I have some very large CSV files (~183mio. rows by 8 columns) that I want to load into a database using R. I use duckdb for this and it its built-in function duckdb_read_csv, which is supposed to auto-detect datatypes for each column. If I enter the following code:
con = dbConnect(duckdb::duckdb(), dbdir="testdata.duckdb", read_only = FALSE)
duckdb_read_csv(con, "d15072021","mydata.csv",
header = TRUE)
It produces this error:
Error: rapi_execute: Failed to run query
Error: Invalid Input Error: Could not convert string '2' to BOOL between line 12492801 and 12493825 in column 9. Parser options: DELIMITER=',', QUOTE='"', ESCAPE='"' (default), HEADER=1, SAMPLE_SIZE=10240, IGNORE_ERRORS=0, ALL_VARCHAR=0
I've looked at the rows in question and I can't find any irregularities in column 9. Unfortunately, I cannot post the dataset because it's confidential. But the entire column is filled with either FALSE or TRUE.

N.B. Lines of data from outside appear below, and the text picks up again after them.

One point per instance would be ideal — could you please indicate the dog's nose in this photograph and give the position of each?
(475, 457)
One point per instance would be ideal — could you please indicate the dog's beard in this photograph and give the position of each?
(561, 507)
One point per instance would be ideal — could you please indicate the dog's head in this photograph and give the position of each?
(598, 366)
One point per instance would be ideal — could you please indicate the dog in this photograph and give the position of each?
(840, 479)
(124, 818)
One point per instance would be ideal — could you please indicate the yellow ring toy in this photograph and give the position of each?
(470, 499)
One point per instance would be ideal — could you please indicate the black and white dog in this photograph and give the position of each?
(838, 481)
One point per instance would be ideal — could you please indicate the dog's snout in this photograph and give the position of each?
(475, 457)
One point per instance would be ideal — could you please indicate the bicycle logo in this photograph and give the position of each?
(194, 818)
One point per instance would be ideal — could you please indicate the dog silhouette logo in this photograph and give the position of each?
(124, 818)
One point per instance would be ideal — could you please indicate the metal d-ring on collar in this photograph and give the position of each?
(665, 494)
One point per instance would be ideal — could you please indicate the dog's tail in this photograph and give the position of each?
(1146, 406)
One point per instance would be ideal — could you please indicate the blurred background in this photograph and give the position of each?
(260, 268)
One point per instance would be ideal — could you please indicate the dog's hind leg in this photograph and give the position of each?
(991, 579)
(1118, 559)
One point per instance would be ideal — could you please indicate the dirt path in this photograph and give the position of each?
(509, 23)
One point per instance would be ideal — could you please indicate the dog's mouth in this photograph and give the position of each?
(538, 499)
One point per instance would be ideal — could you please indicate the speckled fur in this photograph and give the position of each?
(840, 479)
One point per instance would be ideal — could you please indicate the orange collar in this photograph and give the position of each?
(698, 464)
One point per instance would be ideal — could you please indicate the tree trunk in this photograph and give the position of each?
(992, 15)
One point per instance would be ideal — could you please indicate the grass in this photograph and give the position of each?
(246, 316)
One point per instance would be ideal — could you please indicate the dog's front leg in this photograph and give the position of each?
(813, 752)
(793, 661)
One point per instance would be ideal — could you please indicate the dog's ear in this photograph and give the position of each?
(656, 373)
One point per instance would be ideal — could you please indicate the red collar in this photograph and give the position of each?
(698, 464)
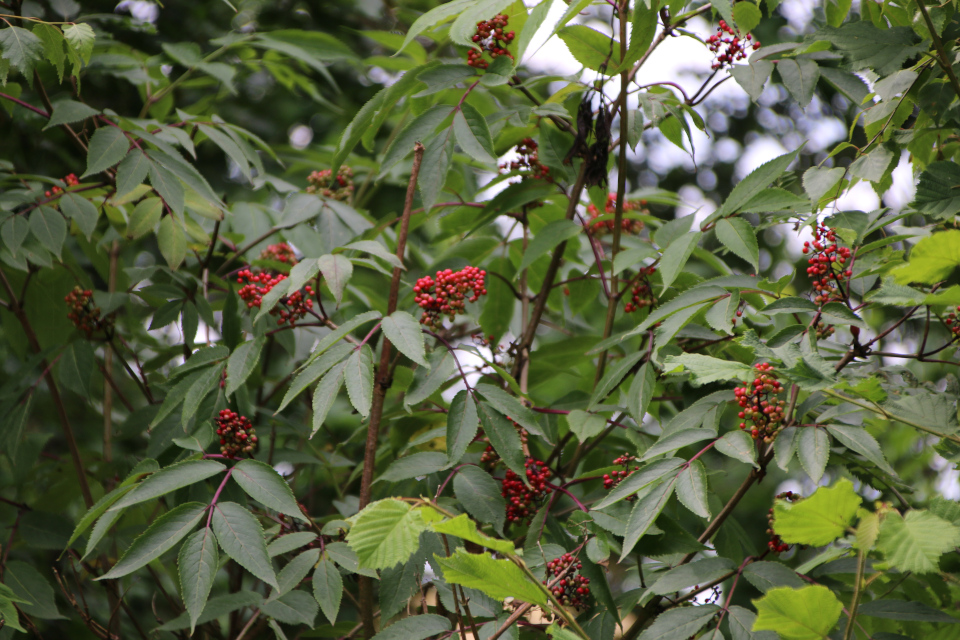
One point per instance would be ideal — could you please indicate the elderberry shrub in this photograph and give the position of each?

If I set the parameter nrow.check to something larger than 12493825 it doesn't produce the same error but takes very long and simply converts the column to VARCHAR instead of a logical. Setting nrow.check to -1 (meaning it checks every row for a pattern) crashes R and my PC completely.
The weird thing: This isn't consistent. Earlier I imported the dataset whilst keeping the default value for nrow.check at 500 and it read the file with no issue (though still converting column 9 to VARCHAR). I have to read a lot of files that are the same pattern so I need to have a reliable way of reading them. Anyone know how duckdb_read_csv actually works and why I might get this error?
Note that reading the files into memory and then into a database isn't an option because I run out of memory instantly.